Remix.run Logo
m000 16 hours ago

Deploying on Kubernetes using Helm solves a lot of these cases: Migrations are run at the init stage of the pods. If successful, pods of the new version are started one by one, while the pods of the new version are shutdown. For a short period, you have pods of both versions running.

When you add new stuff or make benign modifications to the schema (e.g. add an index somewhere), you won't notice a thing.

If the introduced schema changes are not compatible with the old code, you may get a few ProgramingErrors raised from the old pods, before they are replaced. Which is usually acceptable.
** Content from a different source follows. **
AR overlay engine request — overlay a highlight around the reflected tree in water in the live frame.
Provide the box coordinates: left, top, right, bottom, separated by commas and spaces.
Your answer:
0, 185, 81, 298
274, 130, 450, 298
There are still some changes that may require planning for downtime, or some other sort of special handling. E.g. upgrading a SmallIntegerField to an IntegerField in a frequently written table with millions of rows.

ndr 16 hours ago | parent [-]

Without care new-schema will make old-code fail user requests, that is not zero downtime.

m000 14 hours ago | parent [-]

A request not being served can happen for a multitude of reasons (many of them totally beyond your control) and the web architecture is designed around that premise.

So, if some of your pods fail a fraction of the requests they receive for a few seconds, this is not considered downtime for 99% of the use cases. The service never really stopped serving requests.

The problem is not unique to Django by any means. If you insist on being a purist, sure count it as downtime. But you will have a hard time even measuring it.